How frequent are 'unusual' sample sizes?

·553 words·3 mins

Downsampling large data sets is often necessary to facilitate analysis. This process doesn’t typically affect statistics derived from the entire sample; however, when examining subgroups, some strata may become under or over-represented due to sampling bias.

How frequent are these ‘unusual’ sample sizes?

Theoretical derivation #

Suppose we have a data set containing \( n \) observations. We wish to draw a random sample without replacement where each observation has probability \( p \) of being included.

Call \( X \) the random variable representing the size of the sample. As we’re sampling without replacement, each observation may be included with probability \( p \) independently of any other observations. It follows that \( X \sim \text{Binomial(n, p)} \), and so our sample size will be \( \mathbb{E}[X] = n p \) on average.

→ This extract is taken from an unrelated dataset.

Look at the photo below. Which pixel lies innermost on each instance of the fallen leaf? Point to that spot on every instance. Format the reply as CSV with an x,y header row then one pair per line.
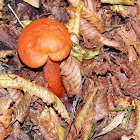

Given an exceedance level \( l > 0 \), define a ‘usual’ sample size as falling within the closed interval \( [ x_{lb}, x_{ub} ] \), where: $$ x_{lb} = \left\lceil \frac{n p}{1 + l} \right\rceil \quad\text{and}\quad x_{ub} = \left\lfloor n p (1 + l) \right\rfloor \text{.} $$ For example, for \( l = 1 \), a ‘usual’ sample size will be between \( \lceil n p / 2 \rceil \) and \( \lfloor 2 n p \rfloor \), i.e. between half and double its expected value.

Conversely, an ‘unusual’ sample size falls outside the interval \( [ x_{lb}, x_{ub} ] \). Bigger values of \( l \) correspond to larger intervals and a less stringent definition of ‘unusual’.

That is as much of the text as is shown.